Kasım
sayımız çıktı

Şehir içinde bir hayal şehir: BÜYÜK SARAY’IN İZLERİ

İstanbul Büyükşehir Belediyesi’nin yakın zamanda restorasyona aldığı Bukoleon Sarayı, aslında Bizans İmparatorluğu’nun neredeyse bir şehir boyutlarındaki Büyük Saray’ının ek bölümüydü. Saray 11. yüzyıla dek kullanılmış; 15. yüzyılda Fatih Sultan Mehmet’e harabesi kalmıştı. Sultanahmet Meydanı’ndan denize kadar, yerin bazen üzerinden bazen altından Bizans’ın en görkemli yapısı…

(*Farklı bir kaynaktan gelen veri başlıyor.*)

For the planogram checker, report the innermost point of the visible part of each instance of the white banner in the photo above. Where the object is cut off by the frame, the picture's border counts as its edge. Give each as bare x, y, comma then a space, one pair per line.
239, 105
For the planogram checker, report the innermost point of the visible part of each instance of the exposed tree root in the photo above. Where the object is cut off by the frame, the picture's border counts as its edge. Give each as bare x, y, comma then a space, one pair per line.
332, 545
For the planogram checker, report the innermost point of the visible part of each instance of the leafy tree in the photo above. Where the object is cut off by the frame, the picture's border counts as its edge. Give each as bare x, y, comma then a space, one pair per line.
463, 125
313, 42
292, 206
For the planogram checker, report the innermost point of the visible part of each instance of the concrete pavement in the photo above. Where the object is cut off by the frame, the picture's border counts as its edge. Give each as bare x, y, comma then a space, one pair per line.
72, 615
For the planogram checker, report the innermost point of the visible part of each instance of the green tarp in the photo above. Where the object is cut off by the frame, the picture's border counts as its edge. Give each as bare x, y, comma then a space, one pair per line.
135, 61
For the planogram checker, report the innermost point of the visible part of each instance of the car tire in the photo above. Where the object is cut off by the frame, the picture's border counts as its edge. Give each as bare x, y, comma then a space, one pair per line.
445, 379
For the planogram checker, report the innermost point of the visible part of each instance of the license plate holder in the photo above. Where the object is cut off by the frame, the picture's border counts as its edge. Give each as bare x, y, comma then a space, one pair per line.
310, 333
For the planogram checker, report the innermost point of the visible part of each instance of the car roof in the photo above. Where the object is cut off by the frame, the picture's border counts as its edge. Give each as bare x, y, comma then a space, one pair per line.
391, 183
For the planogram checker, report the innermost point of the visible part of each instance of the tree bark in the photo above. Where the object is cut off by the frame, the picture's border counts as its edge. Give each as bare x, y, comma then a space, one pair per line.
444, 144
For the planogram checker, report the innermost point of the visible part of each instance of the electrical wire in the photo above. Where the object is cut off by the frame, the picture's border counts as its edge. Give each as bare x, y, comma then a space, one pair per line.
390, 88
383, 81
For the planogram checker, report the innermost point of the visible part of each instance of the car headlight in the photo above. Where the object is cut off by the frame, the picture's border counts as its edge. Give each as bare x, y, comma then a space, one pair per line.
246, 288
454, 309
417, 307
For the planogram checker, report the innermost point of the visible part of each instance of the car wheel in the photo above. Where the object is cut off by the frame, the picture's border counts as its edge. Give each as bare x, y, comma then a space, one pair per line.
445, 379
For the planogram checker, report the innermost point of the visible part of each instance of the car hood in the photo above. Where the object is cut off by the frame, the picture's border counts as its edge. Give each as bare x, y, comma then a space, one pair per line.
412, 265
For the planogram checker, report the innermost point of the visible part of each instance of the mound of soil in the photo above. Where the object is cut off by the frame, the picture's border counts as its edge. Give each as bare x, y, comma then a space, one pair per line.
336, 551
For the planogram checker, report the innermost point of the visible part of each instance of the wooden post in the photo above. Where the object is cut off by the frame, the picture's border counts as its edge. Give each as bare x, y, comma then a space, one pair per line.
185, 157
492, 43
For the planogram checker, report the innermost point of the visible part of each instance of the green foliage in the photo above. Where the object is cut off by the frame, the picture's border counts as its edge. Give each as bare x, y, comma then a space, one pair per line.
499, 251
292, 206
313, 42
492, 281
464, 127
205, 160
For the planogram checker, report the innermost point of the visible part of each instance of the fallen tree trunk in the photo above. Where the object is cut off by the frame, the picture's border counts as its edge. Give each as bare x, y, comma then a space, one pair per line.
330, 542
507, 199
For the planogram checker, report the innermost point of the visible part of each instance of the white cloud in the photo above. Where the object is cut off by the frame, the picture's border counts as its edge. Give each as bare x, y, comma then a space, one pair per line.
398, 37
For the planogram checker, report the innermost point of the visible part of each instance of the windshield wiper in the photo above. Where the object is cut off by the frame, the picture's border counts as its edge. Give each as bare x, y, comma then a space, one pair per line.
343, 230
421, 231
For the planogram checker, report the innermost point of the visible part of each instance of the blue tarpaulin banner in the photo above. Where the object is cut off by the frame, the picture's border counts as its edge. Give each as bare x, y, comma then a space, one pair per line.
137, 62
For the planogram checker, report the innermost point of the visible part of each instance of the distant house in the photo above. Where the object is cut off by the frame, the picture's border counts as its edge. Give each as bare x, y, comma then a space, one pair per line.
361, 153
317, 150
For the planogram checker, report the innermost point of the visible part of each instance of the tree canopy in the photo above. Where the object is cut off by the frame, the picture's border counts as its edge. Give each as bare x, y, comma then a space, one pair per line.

İstanbul’un geçmişi çok kat­manlı… Bizans’tan Osmanlı İmparatorluğu’na, oradan cumhuriyete uzanan, birbirinin üzerine bina edilen, kucaklaşıp karışan bu tarihsel izleri görmek, şehri gezmenin en heyecan verici taraflarından. Doğu Roma İmparatorluğu’nun Byzantion’u başkent olarak benimsedikten sonra kurduğu İmparatorluk Sa­rayı’nın izlerini sürmek de böyle bir deneyim. İran’dan Mezopo­tamya’ya, Akdeniz coğrafyasının bütün kültürleriyle ilişki içindeki bu saray, dörtbir yandan gelen eserlerle süslenmiş; pek çok mimari üslup burada en parlak örneklerini vermiş.

Bizans imparatorlarının 4.-11. yüzyıllar arasında kullandıkları Büyük Saray (Palatium magnum) adlı saray kompleksi, sürekli yeni eklemelerle büyütülmüş olduğundan adeta şehir içinde bir şehir haline gelmiş. Düşünün; bugünkü Sultanahmet Cami­i’nin bulunduğu yerden doğu ve güney tarafında Marmara kıyısına kadar uzanan 100 bin m2’lik bir alandan bahsediyoruz. Kuzeybatı tarafında şimdiki Sultanahmet parkının yerinde olan Hippodrom ile Septimus Severus zamanında yapılan Zeuksippos hamamla­rına, kuzeydoğuda ise Ayasof­ya’nın önünde uzanan Augouste­on meydanı ile Senato’ya komşu, etrafı duvarlarla çevrili bu koca saraydan bugüne pek az kalıntı kalmış. Sahil yoluyla, kalıntıla­rının denizle ilişkisi de kesilmiş. Artık burası bir hayal sarayı…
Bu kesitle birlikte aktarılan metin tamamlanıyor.